A perspectiva da liberdade, da troca entre iguais e a ideia de neutralidade defendida pelos liberais são as suas grandes armadilhas ideológicas. A superação dessas ideologias pressupõe a busca da verdade pelo proletariado. Entretanto, Löwy (2009) afirma que a leitura

do proletariado não é garantia da verdade social, mas possibilidade de acesso a essa verdade, pelo fato desta constituir-se “[...] arma indispensável à sua autoemancipação” (LÖWY, 2009, p. 230). Dessa maneira,

[...] Não é, portanto, absolutamente por acaso se o proletariado – ao contrário da burguesia revolucionária – propõe como objetivo à sua revolução, não a defesa dos pretensos “Princípios Eternos da Liberdade e da Justiça” ou os “Interesses Supremos da Pátria”, mas a realização de seus interesses de classe. Uma comparação entre o Manifesto Comunista e a Declaração de Independência dos Estados Unidos é altamente instrutiva a esse respeito... É o que Ernst Bloch chama, em uma bela imagem, a parcialidade vermelha do marxismo. “Contrariamente a todas as classes que o precederam, o proletariado revolucionário não tem nenhum interesse em camuflar seus interesses de classe – isto é, em produzir ideologias. Ele quer antes suprimir todas as classes e, finalmente, suprimir a si próprio enquanto classe; assim não tem ele necessidade, diferentemente das classes anteriores, de uma ideologia que embeleze, mas, ao contrário, do olhar penetrante de um detetive. [...] O marxismo, por sua vez, alcançou um ponto de vista livre de ilusões por uma reflexão particularmente intensa da parcialidade que carrega o interesse à emancipação e que apenas esta parcialidade vermelha lhe permite se liberar de todo o obscurecimento por causa de preconceitos” (LÖWY, 2009, p. 242).
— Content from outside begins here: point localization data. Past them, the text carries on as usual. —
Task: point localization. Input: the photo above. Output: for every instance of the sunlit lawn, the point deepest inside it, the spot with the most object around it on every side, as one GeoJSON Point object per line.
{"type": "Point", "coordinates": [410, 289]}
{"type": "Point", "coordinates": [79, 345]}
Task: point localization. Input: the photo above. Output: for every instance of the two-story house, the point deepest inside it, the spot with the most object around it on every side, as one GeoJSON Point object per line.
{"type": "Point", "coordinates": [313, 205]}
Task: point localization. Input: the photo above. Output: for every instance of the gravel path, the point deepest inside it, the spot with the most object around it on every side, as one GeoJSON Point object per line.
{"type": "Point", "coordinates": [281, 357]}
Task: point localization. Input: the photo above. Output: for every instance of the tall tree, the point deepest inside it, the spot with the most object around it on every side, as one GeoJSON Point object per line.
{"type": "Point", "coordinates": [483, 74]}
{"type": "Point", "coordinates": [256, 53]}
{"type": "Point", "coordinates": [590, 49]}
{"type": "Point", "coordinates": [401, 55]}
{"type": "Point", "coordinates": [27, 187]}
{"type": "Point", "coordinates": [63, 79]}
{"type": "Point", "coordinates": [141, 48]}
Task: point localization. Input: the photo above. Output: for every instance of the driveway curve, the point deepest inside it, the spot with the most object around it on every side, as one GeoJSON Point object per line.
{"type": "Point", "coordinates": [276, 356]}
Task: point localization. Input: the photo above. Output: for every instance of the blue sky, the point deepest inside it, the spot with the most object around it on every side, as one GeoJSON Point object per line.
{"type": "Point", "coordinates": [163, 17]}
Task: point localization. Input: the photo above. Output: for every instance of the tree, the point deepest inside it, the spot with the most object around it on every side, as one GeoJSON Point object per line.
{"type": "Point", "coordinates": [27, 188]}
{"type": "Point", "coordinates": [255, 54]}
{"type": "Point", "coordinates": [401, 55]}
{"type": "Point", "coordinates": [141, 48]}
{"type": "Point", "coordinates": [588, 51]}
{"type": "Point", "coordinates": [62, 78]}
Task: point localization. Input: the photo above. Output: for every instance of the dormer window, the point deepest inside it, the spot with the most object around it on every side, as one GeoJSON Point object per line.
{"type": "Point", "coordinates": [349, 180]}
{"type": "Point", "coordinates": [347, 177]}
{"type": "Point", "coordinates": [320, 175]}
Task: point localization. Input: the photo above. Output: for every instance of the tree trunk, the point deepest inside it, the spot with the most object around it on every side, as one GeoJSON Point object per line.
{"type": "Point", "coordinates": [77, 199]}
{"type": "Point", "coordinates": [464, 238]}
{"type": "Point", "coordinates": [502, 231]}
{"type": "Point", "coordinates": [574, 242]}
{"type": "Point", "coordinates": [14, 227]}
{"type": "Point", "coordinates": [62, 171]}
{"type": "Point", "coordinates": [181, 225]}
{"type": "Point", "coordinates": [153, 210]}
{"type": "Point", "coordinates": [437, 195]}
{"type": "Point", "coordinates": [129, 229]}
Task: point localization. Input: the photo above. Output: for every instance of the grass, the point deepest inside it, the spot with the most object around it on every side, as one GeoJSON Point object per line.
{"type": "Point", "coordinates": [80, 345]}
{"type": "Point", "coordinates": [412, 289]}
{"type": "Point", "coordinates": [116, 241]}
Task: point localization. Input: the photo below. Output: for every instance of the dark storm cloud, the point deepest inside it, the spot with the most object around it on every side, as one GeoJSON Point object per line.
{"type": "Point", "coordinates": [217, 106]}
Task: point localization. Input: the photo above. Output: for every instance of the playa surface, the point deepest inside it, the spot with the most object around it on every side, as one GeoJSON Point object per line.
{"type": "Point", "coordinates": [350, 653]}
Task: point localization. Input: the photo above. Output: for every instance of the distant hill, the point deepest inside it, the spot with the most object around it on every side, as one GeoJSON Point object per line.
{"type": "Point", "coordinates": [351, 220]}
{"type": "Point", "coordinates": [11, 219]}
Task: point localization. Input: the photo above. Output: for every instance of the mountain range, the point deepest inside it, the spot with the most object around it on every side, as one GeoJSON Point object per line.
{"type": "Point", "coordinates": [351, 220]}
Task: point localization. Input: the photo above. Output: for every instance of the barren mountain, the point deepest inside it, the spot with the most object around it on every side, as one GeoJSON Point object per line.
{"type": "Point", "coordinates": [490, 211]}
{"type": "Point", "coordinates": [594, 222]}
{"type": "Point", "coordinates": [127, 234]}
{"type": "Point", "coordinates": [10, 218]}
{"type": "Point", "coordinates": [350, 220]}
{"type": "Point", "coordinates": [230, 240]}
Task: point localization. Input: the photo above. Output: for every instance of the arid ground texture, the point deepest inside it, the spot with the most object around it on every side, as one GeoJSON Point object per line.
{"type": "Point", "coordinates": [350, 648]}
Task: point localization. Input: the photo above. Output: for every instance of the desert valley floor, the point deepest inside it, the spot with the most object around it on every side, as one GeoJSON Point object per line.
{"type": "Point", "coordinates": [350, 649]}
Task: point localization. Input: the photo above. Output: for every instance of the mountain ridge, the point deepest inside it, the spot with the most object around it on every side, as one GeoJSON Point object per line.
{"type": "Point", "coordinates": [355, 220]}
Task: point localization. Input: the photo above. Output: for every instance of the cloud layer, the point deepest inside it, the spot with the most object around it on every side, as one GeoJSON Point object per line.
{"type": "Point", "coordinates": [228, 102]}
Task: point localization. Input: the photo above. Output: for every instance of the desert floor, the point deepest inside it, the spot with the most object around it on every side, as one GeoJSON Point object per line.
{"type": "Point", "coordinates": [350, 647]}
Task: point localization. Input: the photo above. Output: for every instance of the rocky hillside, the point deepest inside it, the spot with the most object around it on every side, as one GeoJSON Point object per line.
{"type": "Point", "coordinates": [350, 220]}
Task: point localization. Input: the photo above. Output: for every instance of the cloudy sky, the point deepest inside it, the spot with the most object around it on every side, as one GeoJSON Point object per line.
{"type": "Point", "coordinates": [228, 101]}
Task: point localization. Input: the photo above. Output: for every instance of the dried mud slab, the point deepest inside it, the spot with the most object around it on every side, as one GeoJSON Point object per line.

Nesse sentido, as concepções de trabalho, educação, universidade e pesquisa constituem-se de forma totalmente antagônicas em cada uma das duas teorias. Por isso, faz-se necessário analisar se as universidades e as pesquisas desenvolvidas em seus Programas de Pós-Graduação são influenciadas ou pela “liberdade e neutralidade do capital”, defendida pelos liberais, ou pela “parcialidade vermelha” dos marxistas.